Un día el estado de anarquía de Andrés sufrió un intento de golpe de estado cuando sus progenitores se presentaron por sorpresa en su centro recreativo privado. Su madre a cada paso que daba, a cada hierro retorcido con el que se encontraba iba torciendo la cara. Su padre intentaba amortiguar el golpe y comentaba las bondades de la estructura del pabellón. Andres viendo que aquello tenía un futuro muy oscuro, les enseño su última creación. Ese txoko en el que tanto había sudado y en el que casualmente había acertado. El color negro oscuro del momento se fue convirtiendo en un verde esperanza. La rigidez del gesto de su madre se fue relajando, al mismo tiempo que su padre, que su máximo logro en decoración fue pintar toda la casa de gotéele, comenzó a alabar el gusto en la combinación de estilos. Aprovechando una llamada al móvil de Andres los padres se quedaron solos en aquel lugar y la curiosidad que mato al gato surgió. Tres grandes baúles de madera restaurados con unos escudos jerárquicos muy llamativos separaban la mesa de la zona de sofás. Su madre como buena Sherlock con rulos se dispuso a abrirlos. En el primero se encontró 5 pilas de revistas porno. Todas ellas eso si ordenadas por fecha y publicación. Algo que el padre intentó alabar en un intento baldío por apaciguar  los nervios del momento. En el segundo se encontró todo tipo de vestidos de mujer, pelucas  y varios kits completos de maquillaje. Y cuando estaba a punto de abrir el tercero, su marido le comento que era mejor que no lo abriera.

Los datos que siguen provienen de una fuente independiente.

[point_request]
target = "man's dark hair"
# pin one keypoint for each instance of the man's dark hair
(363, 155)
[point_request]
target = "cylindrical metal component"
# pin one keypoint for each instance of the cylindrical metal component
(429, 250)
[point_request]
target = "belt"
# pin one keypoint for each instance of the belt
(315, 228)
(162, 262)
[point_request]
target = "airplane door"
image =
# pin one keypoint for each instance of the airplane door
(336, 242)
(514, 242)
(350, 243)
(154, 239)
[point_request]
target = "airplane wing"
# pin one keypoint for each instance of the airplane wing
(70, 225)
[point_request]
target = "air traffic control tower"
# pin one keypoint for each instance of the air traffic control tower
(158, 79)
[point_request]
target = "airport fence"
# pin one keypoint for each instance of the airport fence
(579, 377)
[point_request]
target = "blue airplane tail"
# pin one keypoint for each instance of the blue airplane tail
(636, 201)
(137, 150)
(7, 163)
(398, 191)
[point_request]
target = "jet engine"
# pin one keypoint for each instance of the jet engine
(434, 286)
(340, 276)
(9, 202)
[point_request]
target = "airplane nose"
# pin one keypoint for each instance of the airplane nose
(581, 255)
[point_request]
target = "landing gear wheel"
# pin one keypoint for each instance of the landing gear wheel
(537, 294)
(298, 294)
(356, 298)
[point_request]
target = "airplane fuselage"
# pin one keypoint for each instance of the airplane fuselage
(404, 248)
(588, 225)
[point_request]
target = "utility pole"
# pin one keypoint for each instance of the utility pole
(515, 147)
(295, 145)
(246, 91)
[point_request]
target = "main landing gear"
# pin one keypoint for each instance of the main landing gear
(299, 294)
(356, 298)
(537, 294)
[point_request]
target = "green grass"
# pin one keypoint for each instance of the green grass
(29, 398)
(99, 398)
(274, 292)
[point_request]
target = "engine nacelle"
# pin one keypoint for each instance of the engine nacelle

Sus progenitores abandonaron el pabellón de Andrés con una sonrisa falsa en la boca y un sudor frió en la espalda. Acordaron por su propia salud que aquello nunca había ocurrido y se prometieron no volver a pisar nunca más ese lugar. Corazón que no ve, corazón que no siente. Para que  van  a intentar encauzar un río que solo puede desbordarse. Decidieron ponerse el chubasquero de la incomunicación y las gafas opacas de “aquí no ha pasado nada”.

El golpe de estado fue interceptado y Andres no se dio ni cuenta.
El es feliz. Se compro un cuarto baúl  y eso si la llama de su bidón sigue latiendo.